Nai-Yu Ke, Tian-Yi Zhao, Wan-Rong Wang, Yu-Tong Qian, Chao Liu

Nai-Yu Ke, Wan-Rong Wang, Yu-Tong Qian, The First Clinical Medical College, Anhui Medical University, Hefei 230032, Anhui Province, China

Nai-Yu Ke, Tian-Yi Zhao, Wan-Rong Wang, Yu-Tong Qian, Chao Liu, Institute of Stem cells and Tissue Engineering, School of Basic Medical Sciences, Anhui Medical University, Hefei 230032, Anhui Province, China

Chao Liu, Department of Histology and Embryology, School of Basic Medical Sciences, Anhui Medical University, Hefei 230032, Anhui Province, China

Author contributions: Ke NY and Zhao TY collected the data and wrote the manuscript; Wang WR and Qian YT collected the data; Liu C conceived the manuscript, collected the data, and wrote the manuscript.

Supported by the Natural Science Foundation of Anhui Province, No. 2008085MH251; Key Research and Development Project of Anhui Province, No. 202004J07020037; Anhui Provincial Institute of Translational Medicine, No. 2021zhyx-C19; and National Undergraduate Innovation and Entrepreneurship training program, No. 202010366016.

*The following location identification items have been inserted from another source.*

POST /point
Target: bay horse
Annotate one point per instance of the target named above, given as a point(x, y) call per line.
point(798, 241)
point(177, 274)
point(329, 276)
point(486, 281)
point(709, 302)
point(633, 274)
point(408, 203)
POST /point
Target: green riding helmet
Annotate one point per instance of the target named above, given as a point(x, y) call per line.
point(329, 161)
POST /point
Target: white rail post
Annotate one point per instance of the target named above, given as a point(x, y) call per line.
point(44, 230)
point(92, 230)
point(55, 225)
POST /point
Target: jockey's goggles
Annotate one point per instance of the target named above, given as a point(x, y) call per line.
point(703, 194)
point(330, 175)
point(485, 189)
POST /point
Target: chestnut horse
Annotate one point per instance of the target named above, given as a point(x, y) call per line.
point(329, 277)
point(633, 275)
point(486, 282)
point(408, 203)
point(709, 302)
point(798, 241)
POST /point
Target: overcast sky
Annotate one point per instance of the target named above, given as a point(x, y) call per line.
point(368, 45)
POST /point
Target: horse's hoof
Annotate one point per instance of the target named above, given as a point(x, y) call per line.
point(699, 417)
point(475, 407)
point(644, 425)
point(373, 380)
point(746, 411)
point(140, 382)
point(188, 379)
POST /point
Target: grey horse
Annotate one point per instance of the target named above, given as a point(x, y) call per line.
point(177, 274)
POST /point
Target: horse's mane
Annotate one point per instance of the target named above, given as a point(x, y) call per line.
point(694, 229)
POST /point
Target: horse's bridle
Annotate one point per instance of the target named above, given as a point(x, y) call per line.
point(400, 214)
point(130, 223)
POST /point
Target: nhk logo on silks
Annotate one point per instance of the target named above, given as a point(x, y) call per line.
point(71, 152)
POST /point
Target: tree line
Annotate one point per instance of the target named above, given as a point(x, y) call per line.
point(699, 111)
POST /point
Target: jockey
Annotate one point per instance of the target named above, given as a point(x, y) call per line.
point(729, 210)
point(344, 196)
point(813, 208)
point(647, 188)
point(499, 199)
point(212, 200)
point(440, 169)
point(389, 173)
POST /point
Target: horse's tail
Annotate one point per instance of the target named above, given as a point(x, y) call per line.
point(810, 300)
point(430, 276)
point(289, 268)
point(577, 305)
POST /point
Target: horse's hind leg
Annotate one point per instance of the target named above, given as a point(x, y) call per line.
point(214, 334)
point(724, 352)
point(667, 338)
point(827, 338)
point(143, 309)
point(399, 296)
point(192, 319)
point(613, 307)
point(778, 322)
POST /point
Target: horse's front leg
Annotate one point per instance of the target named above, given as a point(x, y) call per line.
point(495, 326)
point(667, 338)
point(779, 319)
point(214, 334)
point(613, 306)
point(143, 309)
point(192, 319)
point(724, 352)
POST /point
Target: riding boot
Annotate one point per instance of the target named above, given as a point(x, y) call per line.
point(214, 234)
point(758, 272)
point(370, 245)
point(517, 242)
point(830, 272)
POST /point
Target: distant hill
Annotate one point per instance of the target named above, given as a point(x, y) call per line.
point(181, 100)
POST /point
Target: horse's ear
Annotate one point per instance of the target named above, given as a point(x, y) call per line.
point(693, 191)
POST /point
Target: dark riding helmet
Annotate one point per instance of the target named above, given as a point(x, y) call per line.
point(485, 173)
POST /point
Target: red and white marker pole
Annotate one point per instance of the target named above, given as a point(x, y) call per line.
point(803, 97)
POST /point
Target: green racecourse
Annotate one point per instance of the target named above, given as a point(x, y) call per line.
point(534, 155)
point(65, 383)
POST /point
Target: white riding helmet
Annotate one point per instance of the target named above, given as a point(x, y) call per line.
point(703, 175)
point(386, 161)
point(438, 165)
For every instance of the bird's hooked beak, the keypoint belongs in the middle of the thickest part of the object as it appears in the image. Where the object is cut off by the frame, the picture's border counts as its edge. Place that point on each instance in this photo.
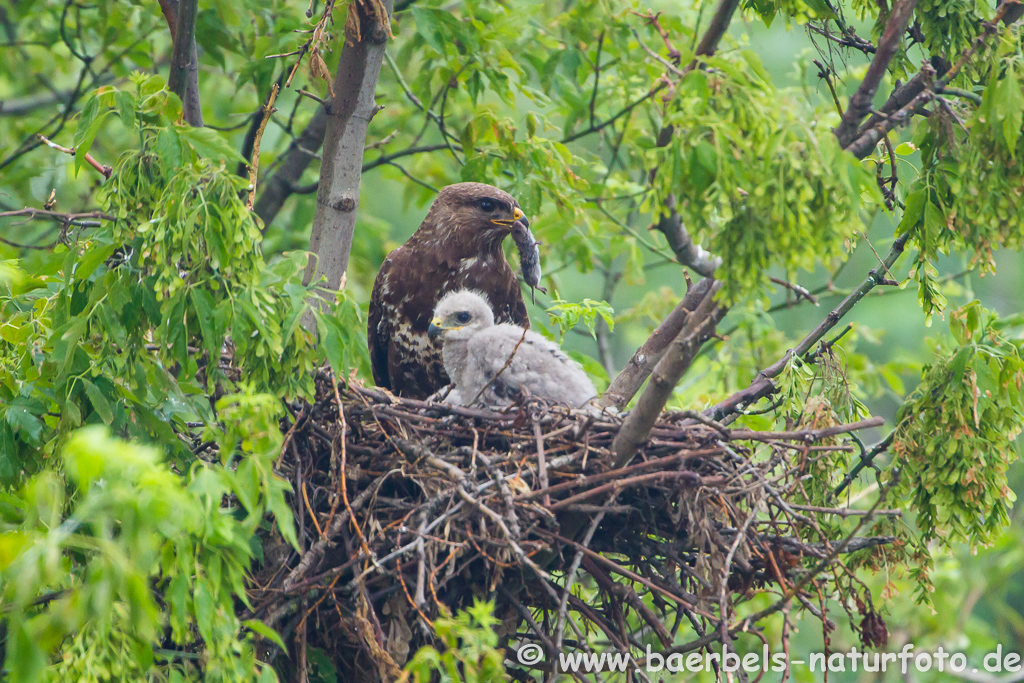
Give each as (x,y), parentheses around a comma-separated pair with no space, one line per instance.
(517,215)
(436,329)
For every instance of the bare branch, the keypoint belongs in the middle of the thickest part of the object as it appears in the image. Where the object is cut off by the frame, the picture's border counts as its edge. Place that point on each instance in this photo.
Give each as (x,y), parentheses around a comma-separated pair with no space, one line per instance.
(632,377)
(716,30)
(344,140)
(254,164)
(281,184)
(860,102)
(699,326)
(103,169)
(763,385)
(183,79)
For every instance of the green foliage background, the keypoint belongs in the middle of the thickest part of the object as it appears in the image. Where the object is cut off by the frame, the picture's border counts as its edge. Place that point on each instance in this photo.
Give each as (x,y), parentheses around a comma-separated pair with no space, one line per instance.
(117,328)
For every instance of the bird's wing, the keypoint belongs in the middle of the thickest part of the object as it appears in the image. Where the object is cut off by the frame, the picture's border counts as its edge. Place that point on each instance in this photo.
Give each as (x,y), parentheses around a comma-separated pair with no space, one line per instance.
(378,328)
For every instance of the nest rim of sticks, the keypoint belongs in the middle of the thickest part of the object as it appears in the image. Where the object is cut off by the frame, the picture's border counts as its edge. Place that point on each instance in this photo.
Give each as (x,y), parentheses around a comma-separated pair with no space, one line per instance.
(407,509)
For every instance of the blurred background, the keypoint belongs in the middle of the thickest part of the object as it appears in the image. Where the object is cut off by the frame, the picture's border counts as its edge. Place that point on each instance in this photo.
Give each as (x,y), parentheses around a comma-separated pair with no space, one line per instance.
(978,598)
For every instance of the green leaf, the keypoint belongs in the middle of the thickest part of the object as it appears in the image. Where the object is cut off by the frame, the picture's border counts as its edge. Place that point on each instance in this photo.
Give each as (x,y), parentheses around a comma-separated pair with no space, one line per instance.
(913,210)
(126,109)
(208,143)
(98,400)
(266,632)
(169,147)
(25,422)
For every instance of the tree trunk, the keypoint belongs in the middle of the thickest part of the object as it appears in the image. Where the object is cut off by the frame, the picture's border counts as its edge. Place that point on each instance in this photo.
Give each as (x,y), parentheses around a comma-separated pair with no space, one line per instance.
(348,116)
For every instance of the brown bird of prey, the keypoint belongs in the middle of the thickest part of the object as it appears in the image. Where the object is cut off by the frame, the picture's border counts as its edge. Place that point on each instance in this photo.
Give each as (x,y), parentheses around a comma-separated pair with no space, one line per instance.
(458,246)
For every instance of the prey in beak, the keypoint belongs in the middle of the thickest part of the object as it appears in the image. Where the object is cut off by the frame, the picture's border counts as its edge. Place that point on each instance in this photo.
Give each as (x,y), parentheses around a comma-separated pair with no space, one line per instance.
(517,215)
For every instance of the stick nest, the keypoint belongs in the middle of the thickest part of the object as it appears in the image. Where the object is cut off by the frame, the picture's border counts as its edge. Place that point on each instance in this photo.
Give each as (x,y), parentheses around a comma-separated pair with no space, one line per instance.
(410,510)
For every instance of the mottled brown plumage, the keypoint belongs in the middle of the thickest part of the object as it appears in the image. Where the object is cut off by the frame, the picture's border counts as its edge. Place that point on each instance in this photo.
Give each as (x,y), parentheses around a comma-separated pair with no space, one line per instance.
(458,246)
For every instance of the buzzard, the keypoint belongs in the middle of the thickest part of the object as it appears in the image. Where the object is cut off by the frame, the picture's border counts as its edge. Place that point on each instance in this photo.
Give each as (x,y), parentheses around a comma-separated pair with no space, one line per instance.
(459,245)
(496,364)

Conflict-of-interest statement: There is no conflict of interest associated with any of the senior author or other coauthors contributed their efforts in this manuscript.

Open-Access: This article is an open-access article that was selected by an in-house editor and fully peer-reviewed by external reviewers. It is distributed in accordance with the Creative Commons Attribution NonCommercial (CC BY-NC 4.0) license, which permits others to distribute, remix, adapt, build upon this work non-commercially, and license their derivative works on different terms, provided the original work is properly cited and the use is non-commercial. See: https://creativecommons.org/Licenses/by-nc/4.0/

Corresponding author: Chao Liu, DPhil, Professor, Department of Histology and Embryology, School of Basic Medical Sciences, Anhui Medical University, No. 81 Meishan Road, Hefei 230032, Anhui Province, China. chaol1974@ahmu.edu.cn

Received: December 24, 2022
Peer-review started: December 24, 2022
First decision: January 31, 2023
Revised: February 12, 2023
Accepted: March 20, 2023
Article in press: March 20, 2023
Published online: April 26, 2023
Processing time: 122 Days and 20.1 Hours

Abstract

Different fates of neural stem/progenitor cells (NSPCs) and their progeny are determined by the gene regulatory network, where a chromatin-remodeling complex affects synergy with other regulators. Here, we review recent research progress indicating that the BRG1/BRM-associated factor (BAF) complex plays an important role in NSPCs during neural development and neural developmental disorders. Several studies based on animal models have shown that mutations in the BAF complex may cause abnormal neural differentiation, which can also lead to various diseases in humans. We discussed BAF complex subunits and their main characteristics in NSPCs. With advances in studies of human pluripotent stem cells and the feasibility of driving their differentiation into NSPCs, we can now investigate the role of the BAF complex in regulating the balance between self-renewal and differentiation of NSPCs. Considering recent progress in these research areas, we suggest that three approaches should be used in investigations in the near future. Sequencing of whole human exome and genome-wide association studies suggest that mutations in the subunits of the BAF complex are related to neurodevelopmental disorders. More insight into the mechanism of BAF complex regulation in NSPCs during neural cell fate decisions and neurodevelopment may help in exploiting new methods for clinical applications.

Keywords: Neural stem/progenitor cell; BRG1/BRM-associated factor complex; Subunit; Proliferation; Differentiation; Neural developmental disorders

Core Tip: There are several reviews in the literature contributed to the role of BRG1/BRM-associated factor (BAF) complex in neural cell specification and neural development diseases. We review recent progress indicating that BAF complex plays an important role in neural stem/progenitor cells (NSPCs) during neural development and neural developmental disorders. More progresses in the role of BAF complex subunits in balancing self-renewal and differentiation of NSPCs and neurodevelopment could finally be involved in highlighting new methods for clinical application.